Promote secondary destinations
TPC, which is 100%-owned by the Tourism Authority of Thailand (TAT), aims to promote tourism in Thailand and boost the number of high-end visitors to generate revenue for rural communities.
This year, TPC is promoting 55 secondary provinces to its membership. For years, most TPC members have only visited major cities like Bangkok, Chiang Mai, Phuket, Pattaya and Hua Hin.
TAT and TPC will collaborate to promote new destinations in secondary provinces to help channel income into local communities. TPC will continue to focus on expanding its membership among the investment community, as well as among business owners and retired foreigners.
TPC is working with about 70 providers of golf, spa, and limousine services. The company is considering increasing its vendors with demand. However, TPC may revise some unlimited services like limousine and spa because they may become a "huge cost" moving forward.
Mr Pruet says the company has spent a substantial part of its budget to improve its IT system and internal equipment in order to enhance management and operation.
The company grew 64% year-on-year in 2017, and increased its bottom line by 93% from 2016, after launching four new member cards, increasing its distribution channels, and allowing global dealers to appoint new marketing representatives.
Under its 2018 vision entitled "Simply Extraordinary Country Residency program Crafted for Friends of Thailand", TPC plans to include wealth management in its memberships.
The products will be crafted to meet residency requirements.
The company has increased the salary of its 140 staff by 7.5%, and paid an annual bonus.
Navigating the Thai seas
Mr Pruet says TPC organised the campaign "Thailand Elite Loves Thai Seas" to promote the development of marine and coastal natural resources.

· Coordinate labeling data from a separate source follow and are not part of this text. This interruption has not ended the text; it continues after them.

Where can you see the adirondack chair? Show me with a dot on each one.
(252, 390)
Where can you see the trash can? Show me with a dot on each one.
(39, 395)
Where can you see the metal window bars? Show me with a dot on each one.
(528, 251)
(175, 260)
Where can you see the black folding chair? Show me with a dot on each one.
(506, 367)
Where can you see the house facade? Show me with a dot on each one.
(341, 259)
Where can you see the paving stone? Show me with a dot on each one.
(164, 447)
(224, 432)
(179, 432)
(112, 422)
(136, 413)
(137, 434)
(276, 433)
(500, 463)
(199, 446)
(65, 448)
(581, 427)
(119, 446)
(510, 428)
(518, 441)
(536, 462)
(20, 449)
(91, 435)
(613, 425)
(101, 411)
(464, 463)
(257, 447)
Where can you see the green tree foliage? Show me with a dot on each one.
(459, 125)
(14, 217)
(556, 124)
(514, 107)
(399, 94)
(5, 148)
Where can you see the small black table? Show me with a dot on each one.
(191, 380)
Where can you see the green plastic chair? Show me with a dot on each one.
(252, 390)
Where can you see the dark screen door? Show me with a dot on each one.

Last Saturday, the firm partnered with the Marine and Coastal Resources Research and Development Centre of the Eastern Gulf of Thailand, the Department of Marine and Coastal Resources, and the Rayong Coastal Fisheries Development and Research Center.
The campaign will promote sustainable tourism and promote secondary tourist attractions.
"This is our new task. The first leg already took place at Munnai island," he says.